Brown published The Hazon Ish: Halakhist, Believer and Leader of the Haredi Revolution in 2011. This monograph demonstrates how Rabbi Avraham Yeshaya Karelitz altered the social structure of post-independence Israeli Judaism through strict legal rulings. He co-edited the biographical study The Gdoilim: Leaders Who Shaped the Israeli Haredi Jewry with Nissim Leon in 2017. His subsequent books, The Haredim: A Guide to Their Beliefs and Sectors (2017) and Society in Transition (2021), classify the ideological groups and economic shifts within contemporary Israeli ultra-Orthodoxy.

=== Hasidic studies ===
Brown publishes on the institutional history of Hasidism. He analyzed the Karlin dynastic branch in his 2018 book, "Like a Ship on a Stormy Sea": The Story of Karlin Hasidism. He co-authored Hasidism: A New History (2017), tracking the movement from its Eastern European origins into the 21st century.

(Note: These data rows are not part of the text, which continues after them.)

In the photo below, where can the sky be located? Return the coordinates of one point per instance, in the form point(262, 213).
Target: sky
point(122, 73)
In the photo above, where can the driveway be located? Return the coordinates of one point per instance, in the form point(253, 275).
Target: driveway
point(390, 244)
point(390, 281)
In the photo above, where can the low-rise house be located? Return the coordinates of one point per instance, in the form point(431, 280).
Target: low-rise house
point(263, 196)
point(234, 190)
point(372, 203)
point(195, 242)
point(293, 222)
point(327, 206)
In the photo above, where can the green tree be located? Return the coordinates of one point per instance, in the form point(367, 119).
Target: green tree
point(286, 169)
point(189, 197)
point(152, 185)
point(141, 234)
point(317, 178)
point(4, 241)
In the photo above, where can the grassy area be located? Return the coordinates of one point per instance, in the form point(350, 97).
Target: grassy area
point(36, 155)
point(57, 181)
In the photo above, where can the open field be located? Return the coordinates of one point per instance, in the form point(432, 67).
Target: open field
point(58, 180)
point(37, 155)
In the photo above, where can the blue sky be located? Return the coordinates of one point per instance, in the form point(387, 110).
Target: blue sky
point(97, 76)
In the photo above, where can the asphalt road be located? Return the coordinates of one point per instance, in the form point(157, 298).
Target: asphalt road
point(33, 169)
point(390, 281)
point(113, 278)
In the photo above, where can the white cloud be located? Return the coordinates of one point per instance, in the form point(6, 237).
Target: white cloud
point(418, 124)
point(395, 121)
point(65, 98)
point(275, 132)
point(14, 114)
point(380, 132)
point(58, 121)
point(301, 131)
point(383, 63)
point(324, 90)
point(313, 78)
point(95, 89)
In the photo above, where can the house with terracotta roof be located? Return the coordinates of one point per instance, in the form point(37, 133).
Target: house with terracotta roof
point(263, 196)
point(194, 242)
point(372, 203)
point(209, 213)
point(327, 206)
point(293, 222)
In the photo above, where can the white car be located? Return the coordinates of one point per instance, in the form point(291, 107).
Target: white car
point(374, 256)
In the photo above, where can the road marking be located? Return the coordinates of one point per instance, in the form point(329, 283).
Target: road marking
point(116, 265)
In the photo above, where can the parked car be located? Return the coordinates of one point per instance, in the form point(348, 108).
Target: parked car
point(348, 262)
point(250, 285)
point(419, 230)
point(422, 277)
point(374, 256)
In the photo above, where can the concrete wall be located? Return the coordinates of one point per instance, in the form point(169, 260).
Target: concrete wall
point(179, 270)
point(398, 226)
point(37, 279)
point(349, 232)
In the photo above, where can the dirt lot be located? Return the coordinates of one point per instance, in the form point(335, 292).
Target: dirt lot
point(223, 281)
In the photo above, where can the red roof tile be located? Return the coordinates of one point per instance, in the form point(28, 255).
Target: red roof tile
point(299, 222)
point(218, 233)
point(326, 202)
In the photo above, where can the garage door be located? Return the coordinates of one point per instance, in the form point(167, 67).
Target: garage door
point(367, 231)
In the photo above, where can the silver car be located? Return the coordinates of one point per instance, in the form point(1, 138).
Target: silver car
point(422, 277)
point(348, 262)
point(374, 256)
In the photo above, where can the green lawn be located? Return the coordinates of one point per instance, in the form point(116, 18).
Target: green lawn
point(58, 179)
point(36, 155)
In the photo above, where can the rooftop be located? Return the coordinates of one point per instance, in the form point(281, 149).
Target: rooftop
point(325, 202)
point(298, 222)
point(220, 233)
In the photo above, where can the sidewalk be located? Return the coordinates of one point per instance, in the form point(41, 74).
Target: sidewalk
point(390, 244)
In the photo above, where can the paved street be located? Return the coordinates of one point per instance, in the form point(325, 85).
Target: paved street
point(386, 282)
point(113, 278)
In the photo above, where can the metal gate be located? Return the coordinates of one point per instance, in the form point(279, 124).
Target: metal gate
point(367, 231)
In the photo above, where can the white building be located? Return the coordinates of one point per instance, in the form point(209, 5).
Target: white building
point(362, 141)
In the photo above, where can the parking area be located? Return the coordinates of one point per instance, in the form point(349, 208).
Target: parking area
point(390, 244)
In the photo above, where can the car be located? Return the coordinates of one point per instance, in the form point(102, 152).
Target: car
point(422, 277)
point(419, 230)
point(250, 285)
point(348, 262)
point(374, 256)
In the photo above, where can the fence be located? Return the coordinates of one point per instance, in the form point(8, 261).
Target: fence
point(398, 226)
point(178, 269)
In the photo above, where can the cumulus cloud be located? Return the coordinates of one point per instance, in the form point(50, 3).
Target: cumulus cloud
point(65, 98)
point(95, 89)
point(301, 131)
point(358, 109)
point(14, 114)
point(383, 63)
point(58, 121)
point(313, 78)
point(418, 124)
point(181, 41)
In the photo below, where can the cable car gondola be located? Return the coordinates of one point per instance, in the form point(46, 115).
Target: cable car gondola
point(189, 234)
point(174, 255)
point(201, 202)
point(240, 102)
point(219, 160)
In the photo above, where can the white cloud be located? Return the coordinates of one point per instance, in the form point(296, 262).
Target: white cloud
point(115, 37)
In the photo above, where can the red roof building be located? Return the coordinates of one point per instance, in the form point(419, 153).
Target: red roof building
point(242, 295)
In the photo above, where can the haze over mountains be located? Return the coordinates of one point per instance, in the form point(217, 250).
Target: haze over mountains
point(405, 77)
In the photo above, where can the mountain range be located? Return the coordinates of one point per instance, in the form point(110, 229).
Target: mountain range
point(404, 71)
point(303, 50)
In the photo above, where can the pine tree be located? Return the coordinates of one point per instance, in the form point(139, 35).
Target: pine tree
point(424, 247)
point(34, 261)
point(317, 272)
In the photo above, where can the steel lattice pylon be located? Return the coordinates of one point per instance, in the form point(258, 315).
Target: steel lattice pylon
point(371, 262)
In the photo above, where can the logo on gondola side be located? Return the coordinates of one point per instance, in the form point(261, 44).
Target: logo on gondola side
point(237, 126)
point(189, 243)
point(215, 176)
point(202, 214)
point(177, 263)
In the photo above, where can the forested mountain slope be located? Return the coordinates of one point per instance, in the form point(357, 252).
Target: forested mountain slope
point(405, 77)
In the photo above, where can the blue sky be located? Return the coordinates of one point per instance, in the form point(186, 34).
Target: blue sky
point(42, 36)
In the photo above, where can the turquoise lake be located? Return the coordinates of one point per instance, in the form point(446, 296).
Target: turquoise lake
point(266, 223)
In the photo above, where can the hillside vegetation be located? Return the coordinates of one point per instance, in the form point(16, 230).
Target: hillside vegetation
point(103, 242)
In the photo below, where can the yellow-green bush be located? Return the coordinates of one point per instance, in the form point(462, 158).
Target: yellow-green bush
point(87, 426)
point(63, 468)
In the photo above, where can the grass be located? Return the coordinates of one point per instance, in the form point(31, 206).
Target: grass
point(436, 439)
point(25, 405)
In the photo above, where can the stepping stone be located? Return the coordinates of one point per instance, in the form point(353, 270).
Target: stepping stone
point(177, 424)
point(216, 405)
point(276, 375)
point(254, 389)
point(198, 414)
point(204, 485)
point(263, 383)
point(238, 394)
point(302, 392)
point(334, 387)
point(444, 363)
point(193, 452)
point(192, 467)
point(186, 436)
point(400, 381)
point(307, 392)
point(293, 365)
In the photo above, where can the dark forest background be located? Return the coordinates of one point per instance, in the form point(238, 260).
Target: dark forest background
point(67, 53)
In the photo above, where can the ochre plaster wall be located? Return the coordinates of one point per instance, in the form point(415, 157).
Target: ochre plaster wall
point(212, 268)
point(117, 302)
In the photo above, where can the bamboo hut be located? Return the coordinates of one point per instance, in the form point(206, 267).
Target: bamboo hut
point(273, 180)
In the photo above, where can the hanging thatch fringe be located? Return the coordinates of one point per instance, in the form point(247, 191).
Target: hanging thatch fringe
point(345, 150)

His recent work focuses on ascetic practices and the role of the Tzadik. His 2024 monograph, Holiness and Law, evaluates the friction between Kabbalistic customs and sexual abstinence rules within the Gur, Slonim, and Toldot Aharon Hasidic groups. His 2025 book, Hasidic Leadership in Israel: Past and Present, Spirit and Matter, tracks how the hereditary authority of Hasidic rebbes adapted to the post-Holocaust era.

=== Musar movement ===
In 2014, Brown published a historical overview of the Lithuanian Musar movement. The book maps the movement's major figures and their specific psychological approaches to ethics.

=== Halakha ===
Brown's papers on Jewish jurisprudence examine how authorities balance formal and teleological considerations, and analyze the general concepts underlying their specific rulings. He categorized modern religious stringency into five distinct models, based on the different motivations of their authors.

He published several studies on the Hafetz Hayim. These papers analyze how the halakhic authority applied classical texts to modern labor issues and wage disputes. They also examine his rulings on libel law. Brown introduced the framework of "halakhic realism" in 2022 to describe the short, direct written decisions utilized by contemporary rabbis, using the legal responsa of Rabbi Chaim Kanievsky as his primary case study.

=== Philosophy ===
Brown works in formal epistemology and ontology. In Thoughts and Ways of Thinking: Source Theory and Its Applications (2017), he presents a model explaining how human actors select underlying "truth-sources" to evaluate incoming data. His 2025 book, The Foundations of Rational Metaphysics, develops a systematic theory of categorization and predication to analyze the most fundamental concepts of logic and ontology. Each of these books presents a formal calculus relevant to its subject.